Chociaż w nucie głowy możecie znaleźć mnóstwo owoców - to nie jest zapach dla tych, którzy poszukują delikatnej słodkości. Od samego początku czujemy kwiaty z nuty serca. W ciągu dnia dociera do tego odrobina słodkości. Oczywiście jeszcze jaśmin. Fanki tej nuty mogą szukać czegoś dla siebie w tych perfumach. Aczkolwiek moim zdaniem to zapach kobiecy z dziedziny najklasyczniejszej klasyki, czyli No. 5. Jednak jak piątki nie lubię, tak tutaj potrafią odnaleźć się w tym zapachu. Elegancja, ale w bardzo specyficznym wydaniu. 


DHIKRA
Nuta głowy: jabłko, ananas
Nuta serca: róża, jaśmin, hiacynt, pieprz, galbanium
Nuta bazy: paczula, bursztyn, karmel, piżmo, wanilia

I dotarliśmy... Do mojego małego zapachowego katharsis... Znacie to uczucie kiedy wąchacie jakieś perfumy i wiecie. Już wiecie że to te jedyne, te wybrane, te idealne. Jakby osoba, która je komponowała była w waszym nosie.. w waszej duszy. Ten zapach to dla mnie przeprawa: od kwaśnego ananasa, który magicznie zmienia się w jaśmin, pieprz i różę... Aż na koniec ktoś na pocieszenie dokłada Wam trochę ciepłej słodkości z wanilii, karmelu i piżma. Używając tego zapachu, czuję się jak królowa wszechświata. Jestem w stanie zrobić wszystko o czym marzę. Ale tutaj trzeba mieć odwagę, bo chociaż nie lubię tego cytatu to jednak faktycznie: kobiety pachnące DHIKRĄ to nie są grzeczne dziewczynki. One robią to co chcą.


O każdym z tych zapachów mogę na pewno napisać jedno - zawsze ktoś zwracał na niego uwagę. Przy każdym nie byłam niezauważona, a czyż to nie najlepszy komplement dla perfum?
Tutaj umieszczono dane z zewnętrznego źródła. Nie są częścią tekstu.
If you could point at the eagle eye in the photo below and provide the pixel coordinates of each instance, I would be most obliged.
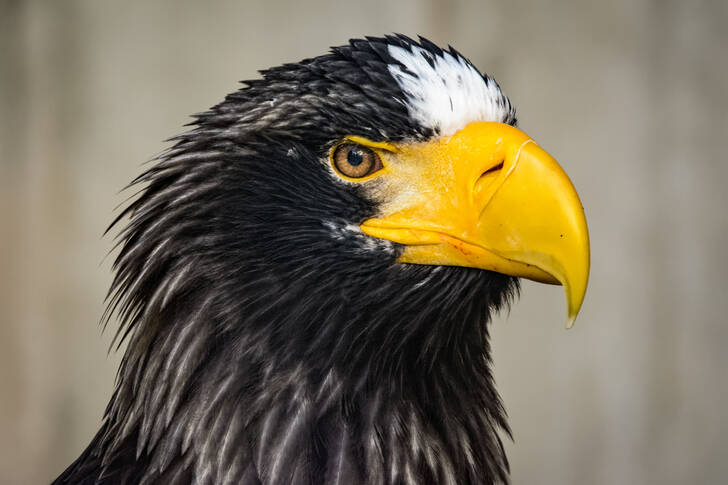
(355, 161)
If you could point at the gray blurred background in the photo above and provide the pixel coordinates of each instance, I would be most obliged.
(630, 96)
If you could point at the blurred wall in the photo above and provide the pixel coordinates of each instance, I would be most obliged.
(629, 95)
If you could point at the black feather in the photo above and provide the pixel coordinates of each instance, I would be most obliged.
(266, 343)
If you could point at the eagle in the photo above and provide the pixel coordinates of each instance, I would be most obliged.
(305, 278)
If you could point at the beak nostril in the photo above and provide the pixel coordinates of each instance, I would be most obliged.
(493, 169)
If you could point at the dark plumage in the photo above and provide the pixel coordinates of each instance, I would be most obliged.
(267, 342)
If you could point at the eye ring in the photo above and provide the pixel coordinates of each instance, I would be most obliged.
(355, 161)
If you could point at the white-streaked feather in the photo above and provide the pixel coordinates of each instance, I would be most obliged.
(447, 94)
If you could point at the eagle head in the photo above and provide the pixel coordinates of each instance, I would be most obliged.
(306, 276)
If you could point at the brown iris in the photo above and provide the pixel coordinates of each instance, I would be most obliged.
(355, 161)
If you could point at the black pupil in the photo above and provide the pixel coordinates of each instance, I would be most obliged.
(355, 157)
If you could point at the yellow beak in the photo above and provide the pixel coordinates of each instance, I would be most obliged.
(487, 197)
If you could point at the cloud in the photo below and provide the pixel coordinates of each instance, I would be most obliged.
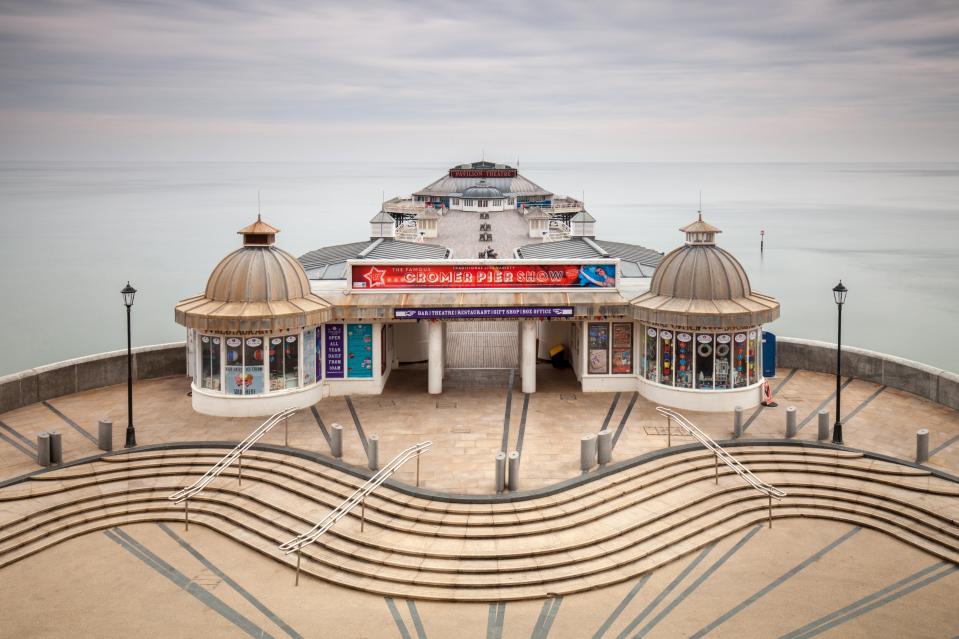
(96, 78)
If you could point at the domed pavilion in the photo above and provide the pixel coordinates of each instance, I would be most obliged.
(252, 334)
(701, 328)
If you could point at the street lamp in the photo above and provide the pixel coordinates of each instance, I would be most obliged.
(839, 294)
(128, 292)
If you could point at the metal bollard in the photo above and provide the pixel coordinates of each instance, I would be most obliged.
(105, 434)
(922, 445)
(604, 447)
(500, 478)
(823, 425)
(43, 449)
(513, 462)
(56, 448)
(791, 422)
(587, 452)
(336, 440)
(373, 452)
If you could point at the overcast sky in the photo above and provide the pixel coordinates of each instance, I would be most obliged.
(429, 80)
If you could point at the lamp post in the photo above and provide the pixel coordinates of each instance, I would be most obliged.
(128, 292)
(839, 294)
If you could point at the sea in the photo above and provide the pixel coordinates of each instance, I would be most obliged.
(73, 233)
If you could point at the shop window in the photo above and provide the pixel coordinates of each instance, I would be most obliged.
(650, 360)
(722, 369)
(210, 362)
(598, 348)
(740, 371)
(666, 358)
(684, 360)
(704, 361)
(622, 348)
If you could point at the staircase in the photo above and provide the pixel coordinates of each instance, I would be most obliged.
(591, 535)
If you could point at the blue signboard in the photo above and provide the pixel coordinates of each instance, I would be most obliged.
(769, 354)
(359, 349)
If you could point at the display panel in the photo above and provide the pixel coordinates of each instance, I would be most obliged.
(598, 348)
(359, 346)
(622, 348)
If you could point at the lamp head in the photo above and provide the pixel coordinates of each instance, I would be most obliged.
(128, 292)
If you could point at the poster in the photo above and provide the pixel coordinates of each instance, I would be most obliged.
(487, 275)
(598, 349)
(622, 348)
(334, 351)
(309, 357)
(359, 349)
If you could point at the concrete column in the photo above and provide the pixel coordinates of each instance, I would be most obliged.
(373, 452)
(922, 445)
(435, 350)
(587, 452)
(336, 440)
(823, 425)
(43, 449)
(500, 476)
(528, 351)
(604, 447)
(513, 463)
(105, 434)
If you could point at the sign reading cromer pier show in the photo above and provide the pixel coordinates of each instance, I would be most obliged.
(440, 276)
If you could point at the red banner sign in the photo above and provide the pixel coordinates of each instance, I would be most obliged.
(482, 172)
(398, 276)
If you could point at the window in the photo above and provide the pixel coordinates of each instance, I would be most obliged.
(210, 362)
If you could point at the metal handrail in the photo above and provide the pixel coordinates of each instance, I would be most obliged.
(357, 498)
(721, 454)
(235, 454)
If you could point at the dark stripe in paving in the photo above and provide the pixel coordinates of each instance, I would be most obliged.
(882, 602)
(417, 622)
(23, 450)
(765, 590)
(760, 408)
(356, 422)
(613, 616)
(400, 624)
(269, 614)
(319, 422)
(609, 414)
(699, 581)
(16, 434)
(494, 621)
(70, 422)
(509, 405)
(142, 553)
(822, 405)
(625, 418)
(861, 602)
(862, 405)
(522, 425)
(665, 593)
(944, 445)
(546, 617)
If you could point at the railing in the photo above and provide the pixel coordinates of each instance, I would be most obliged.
(236, 454)
(358, 497)
(719, 453)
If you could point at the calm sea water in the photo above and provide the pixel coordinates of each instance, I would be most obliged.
(74, 233)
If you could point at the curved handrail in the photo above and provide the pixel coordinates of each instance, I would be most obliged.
(230, 457)
(301, 541)
(720, 452)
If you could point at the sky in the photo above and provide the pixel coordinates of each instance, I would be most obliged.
(424, 80)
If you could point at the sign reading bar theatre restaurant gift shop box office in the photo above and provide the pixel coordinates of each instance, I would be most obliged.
(483, 275)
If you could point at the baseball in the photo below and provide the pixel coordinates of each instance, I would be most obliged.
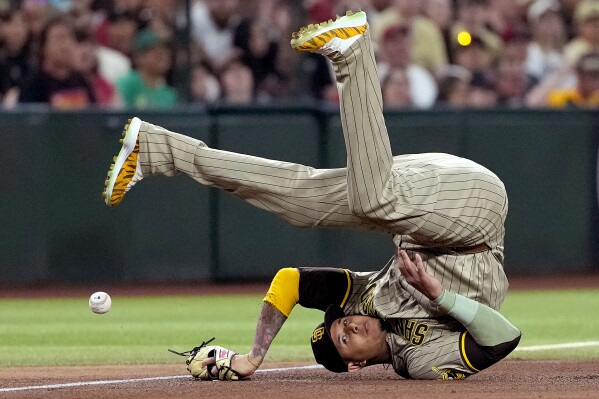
(100, 302)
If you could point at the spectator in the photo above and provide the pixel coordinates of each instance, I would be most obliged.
(205, 87)
(473, 16)
(507, 18)
(214, 23)
(85, 61)
(428, 48)
(586, 18)
(441, 12)
(56, 82)
(396, 89)
(454, 86)
(584, 95)
(396, 53)
(237, 84)
(259, 53)
(15, 60)
(544, 53)
(482, 92)
(118, 32)
(474, 56)
(511, 84)
(112, 64)
(146, 86)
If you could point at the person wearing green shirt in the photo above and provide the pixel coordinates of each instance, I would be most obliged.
(146, 86)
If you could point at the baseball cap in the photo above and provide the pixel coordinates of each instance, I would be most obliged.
(146, 39)
(586, 10)
(540, 7)
(323, 347)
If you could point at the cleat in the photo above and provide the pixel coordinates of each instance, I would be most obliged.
(331, 36)
(125, 170)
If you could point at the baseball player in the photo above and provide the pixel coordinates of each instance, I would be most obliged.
(431, 311)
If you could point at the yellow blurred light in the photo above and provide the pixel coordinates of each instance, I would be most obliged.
(464, 38)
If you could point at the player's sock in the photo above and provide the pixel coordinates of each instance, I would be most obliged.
(330, 37)
(125, 170)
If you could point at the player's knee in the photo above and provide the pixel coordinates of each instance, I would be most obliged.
(489, 355)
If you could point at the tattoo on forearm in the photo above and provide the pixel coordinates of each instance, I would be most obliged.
(270, 322)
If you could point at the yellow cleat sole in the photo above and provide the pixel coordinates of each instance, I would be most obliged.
(312, 37)
(124, 165)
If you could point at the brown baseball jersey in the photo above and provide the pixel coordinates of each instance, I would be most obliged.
(436, 204)
(432, 347)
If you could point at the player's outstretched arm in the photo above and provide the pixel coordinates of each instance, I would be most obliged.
(269, 324)
(491, 336)
(319, 288)
(281, 298)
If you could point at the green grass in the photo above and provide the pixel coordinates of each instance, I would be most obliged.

Poniekąd po to ich używam. Chcę zwrócić uwagę, uzupełnić swój ubiór, charakter czy nastrój danego dnia. I chcę, żeby inni mogli tak samo zobaczyć obraz mnie pełniej.

Na początku tego posta wspominałam Wam, że niektóre perfumy w olejku są bardzo "intymne", a ich zapach czuć tylko bardzo blisko nas. Przy SWISS ARABIAN można serio zaszaleć! Jeśli smarowałam się po tętnicy szyjnej, nadgarstkach, załamaniach przy łokciach oraz po dekolcie... Uwierzcie mi, potrafiła to być mocna przesada. To jednak daje nam możliwość dozowania do np. jednego albo dwóch punktów na ciele. W zależności od humoru, sytuacji i dnia.


Na koniec kilka słów o sklepie Zapach-orientu.pl. To nowa inicjatywa na naszym rynku, prowadzona przez pełną pasji Magdę. Nie boi się nowych wyzwań, a zwiedzając Świat wzdłuż i w szerz była w stanie zdobyć dojścia do ciekawych źródeł i inspiracji.

Część z Was pewnie powie, że przy olejkach brakuje nut zapachowych. Albo, że nie macie pomysłu tak na sucho co brać. Skorzystajcie z opcji próbek na stronie i nie bójcie się napisać maila. Magda to złota osoba, która mi doskonale dobrała ten zestaw perfum!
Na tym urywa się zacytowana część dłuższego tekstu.